PROGETTAZIONE

Arcadia Center: una grande opera di riqualificazione urbana

L'ambizioso progetto è stato presentato da Fabio De Astis, BIM manager di F&M Ingegneria SpA, nel corso della tappa padovana di One Team Tour

27 DICEMBRE 2019
progettazione, sostenibilità, riqualificazioneurbana, openbim, oneteam e f&mingegneria

Fabio De Astis, BIM manager di F&M Ingegneria SpA, durante il suo intervento nel corso della seconda tappa del Tour di One Team nelle maggiori città italiane, ha presentato l’ambizioso progetto di Arcadia Center. Come spiega lo stesso De Astis, Arcadia Center è un progetto destinato ad accogliere il nuovo headquarter di Volkswagen e Volkswagen Bank in Via Grosio, quartiere Gallaratese di Milano. L’intervento riguarda un edificio esistente degli anni ’70 che sarà oggetto di una ristrutturazione totale eseguito con metodologia Open Bim.

L’area di interesse si estende su 20 mila mq di superficie che, grazie al progetto dello studio di architettura Giuseppe Tortato, cambierà totalmente aspetto. L’intero quartiere sarà soggetto a una importante opera di riqualificazione che intende mettere al centro della progettazione il tema della sostenibilità, umana e ambientale. Infatti aria, luce e verde sono qui rappresentati come veri elementi architettonici.
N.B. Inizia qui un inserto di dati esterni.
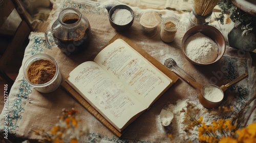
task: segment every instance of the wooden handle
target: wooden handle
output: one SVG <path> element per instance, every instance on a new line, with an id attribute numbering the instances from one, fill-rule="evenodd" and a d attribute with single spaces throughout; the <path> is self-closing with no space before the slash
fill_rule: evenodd
<path id="1" fill-rule="evenodd" d="M 227 89 L 227 88 L 231 86 L 232 86 L 236 84 L 237 84 L 237 83 L 238 83 L 239 82 L 241 81 L 241 80 L 244 79 L 245 78 L 246 78 L 247 77 L 248 77 L 248 74 L 247 73 L 245 73 L 245 74 L 244 74 L 243 75 L 242 75 L 242 76 L 240 76 L 239 77 L 236 78 L 236 79 L 234 79 L 233 81 L 228 83 L 228 84 L 226 84 L 225 85 L 224 85 L 224 87 L 223 85 L 221 86 L 221 88 L 222 89 L 222 90 L 224 91 L 225 91 L 226 89 Z"/>
<path id="2" fill-rule="evenodd" d="M 180 75 L 179 73 L 177 73 L 177 72 L 176 71 L 173 71 L 174 73 L 175 73 L 179 77 L 180 77 L 181 79 L 182 79 L 183 80 L 185 81 L 186 83 L 187 83 L 188 84 L 191 85 L 192 87 L 194 88 L 197 89 L 197 90 L 201 90 L 202 89 L 202 88 L 203 88 L 203 85 L 196 81 L 192 79 L 191 78 L 189 77 L 187 75 L 185 74 L 183 74 L 182 76 Z"/>

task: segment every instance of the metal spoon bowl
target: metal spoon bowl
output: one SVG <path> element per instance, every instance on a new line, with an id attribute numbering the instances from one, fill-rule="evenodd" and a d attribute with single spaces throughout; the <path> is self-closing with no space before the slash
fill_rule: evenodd
<path id="1" fill-rule="evenodd" d="M 234 80 L 232 81 L 231 82 L 227 83 L 227 84 L 225 85 L 222 85 L 220 87 L 210 84 L 203 85 L 196 82 L 192 77 L 188 75 L 188 74 L 187 74 L 182 68 L 180 68 L 177 65 L 177 63 L 175 62 L 175 61 L 172 58 L 170 58 L 166 59 L 165 61 L 164 64 L 172 71 L 175 73 L 176 75 L 177 75 L 178 76 L 186 82 L 188 84 L 200 91 L 199 94 L 198 95 L 199 102 L 203 106 L 208 108 L 216 108 L 220 106 L 224 98 L 224 92 L 225 92 L 225 91 L 226 91 L 226 90 L 227 90 L 229 87 L 232 86 L 235 84 L 237 84 L 238 82 L 248 77 L 248 74 L 245 73 L 237 78 L 237 79 L 234 79 Z M 173 67 L 174 67 L 176 69 L 175 71 L 173 70 Z M 179 69 L 181 69 L 181 71 L 179 71 Z M 184 73 L 184 74 L 182 74 L 181 72 Z M 202 92 L 202 90 L 204 87 L 206 87 L 207 85 L 215 87 L 215 88 L 219 88 L 220 90 L 221 90 L 223 94 L 221 95 L 221 97 L 217 97 L 219 98 L 221 98 L 221 99 L 220 99 L 220 101 L 212 102 L 205 98 L 205 95 L 204 95 Z"/>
Il basso livello di impatto ambientale, i criteri di progettazione, costruzione e gestione in tema ambientale, sociale e economico ha fatto ottenere ad Arcadia Center la certificazione LEED, posizionandola in cima alle classifiche come uno degli edifici con minor impatto eco ambientale della città meneghina. Giuseppe Tortato ha scelto di mantenere la dinamicità dell’edificio originale attraverso un design curvilineo e un contrasto tra il bianco delle facciate che avvolgono l’edificio e il grigio che compone gli elementi più spigolosi. Il Committente, Fondo Immobilium 2001, fondo di investimento immobiliare di tipo chiuso e destinato al terziario, ha chiesto che il progetto di riqualificazione di Arcadia Center fosse sviluppato con tecnologia BIM (Building information modeling).

È proprio grazie alla progettazione BIM nelle diverse fasi che il team è riuscito a garantire la massima efficienza, creando inizialmente un "modello federato" del progetto che è stato messo successivamente a disposizione sul "cloud proprietario" per garantire eventuali verifiche da parte del committente. All'interno del "modello federato" sono stati collegati tutti i modelli multidimensionali relativi alle varie discipline (architettura, strutture ed impianti). La struttura creata in Open Bim, oltre ad aver permesso la condivisione delle informazioni in fase di progetto, consentirà in futuro di ottimizzare la manutenzione dell'edificio, avviando così una fase di integrazione tra i processi e la sostenibilità dell’immobile.

Lo studio Tortato si è occupato del coordinamento del team di progetto composto da F&M Ingegneria per la parte strutturale, Tekser per gli impianti e il leed assessment: un sistema che connette i modelli multidimensionali relativi alle varie discipline (architettura, strutture e impianti) in un cloud system condiviso con il proprietario dell’edificio. Questo sistema, oltre ad ottimizzare il coordinamento della fase progettuale, consentirà in futuro di gestire in maniera ottimale la manutenzione dell’edificio, integrando e migliorando assiduamente la sostenibilità e l’efficienza dell’immobile nel corso del tempo. All’interno, l’Arcadia Center è disegnata per ospitare spazi flessibili, come naturale continuità degli spazi esterni, in grado di offrire il massimo comfort a chi li abiterà.